Flavia Wasserfallen (45) ist kein Angsthase. Sie überwindet am kommenden Freitag in der Dokutainment-Serie «To Be Wild» auf 3+ ihre Höhenangst.
Woher haben Sie den Mut genommen, sich auf dieses Interview einzulassen?
Hoppla! Ich habe jetzt nicht damit gerechnet, dass auch das Interview eine Herausforderung sein wird. Ich hoffe, dass ich am Ende nicht eines Besseren belehrt werde …
Welches war Ihr erster Gedanke, als man Sie fragte, ob Sie bei «To Be Wild» mitwirken wollen?
Nein. Um Gottes Willen, nein! (Lacht)
Weshalb?
Ich war sehr kritisch, weil ich normalerweise solche Formate meide – und das wird auch so bleiben. Das war eine Ausnahme von der Regel, weil ich neugierig bin und die Produktion sehr professionell wirkte. Ausserdem konnte ich Dinge ausschliessen, die nicht nur an die Grenze dessen gegangen wären, was ich mir freiwillig zumute, sondern darüber hinaus.
Und das wäre?
Es war mir klar, dass ich nicht zum Jux in ein Kleinflugzeug oder in einen Helikopter steigen würde. Auch kämpfe ich mit Höhenangst, was bei wilden Kletterpartien schwierig geworden wäre.
Was reizte Sie?
Den Ausschlag gaben das Naturerlebnis und die hartnäckige Produzentin. Und als angefressene Snowboarderin war ich auch neugierig auf Ex-Snowboard-Weltmeister Fabien Rohrer.

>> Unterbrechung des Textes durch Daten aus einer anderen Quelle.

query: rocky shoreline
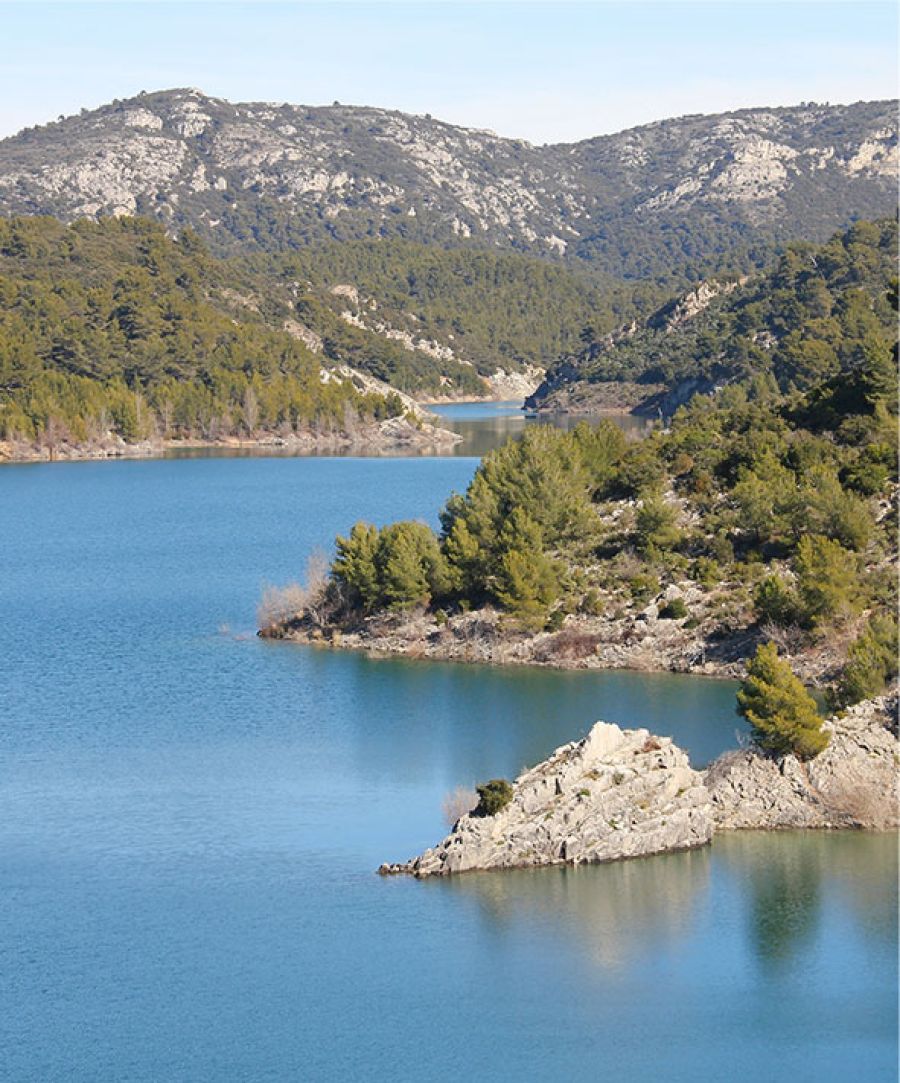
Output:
[0,418,462,465]
[378,693,900,878]
[260,583,844,686]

Weshalb sprach er Sie eigentlich nicht darauf an, dass Sie zehn Jahre im Wallis als Snowboard-Lehrerin unterrichteten?
Fäbu ist ein rastloser, energiegeladener Mensch, der sich in seiner neuen Rolle als Moderator nicht immer ans Drehbuch gehalten hat. Dafür versuchte er mich vor der Überquerung einer Hängebrücke zu beruhigen, obwohl ich dort gar keine Angst hatte. (Lacht)
Welche der drei echten Herausforderungen haben Ihre Nerven am meisten strapaziert?
Das war die atemberaubende, aber gefühlt überhängende Bergbahnfahrt, die ich nur «überlebte», weil mich ein Gespräch mit Fäbu vom Blick in die Tiefe ablenkte.
Kennen Sie Mutproben schon aus Ihrer Kindheit?
Natürlich, ich war ja in der «Pfadi»! Einmal haben wir uns im Sandsteinbruch von Ostermundigen abgeseilt. Ich war etwa zehn Jahre alt und es kostete mich viel Überwindung. Vor den älteren Kindern wollte ich aber nicht als Angsthase dastehen.
Wer war mutiger, als Sie und Ihr Mann sich begegneten?
Diese Frage lässt sich nicht so einfach beantworten, da wir uns schon sehr lange kannten und befreundet waren, bevor daraus eine Liebesbeziehung wurde.
Wer wagte dann den ersten Schritt?
Jaa, ich würde sagen, das war schon ich … Auch, wenn ich an noch früher denke, habe ich immer den Mut gefunden, den ersten Schritt zu machen, aber man muss dann halt auch damit leben können, dass man einen Korb bekommt.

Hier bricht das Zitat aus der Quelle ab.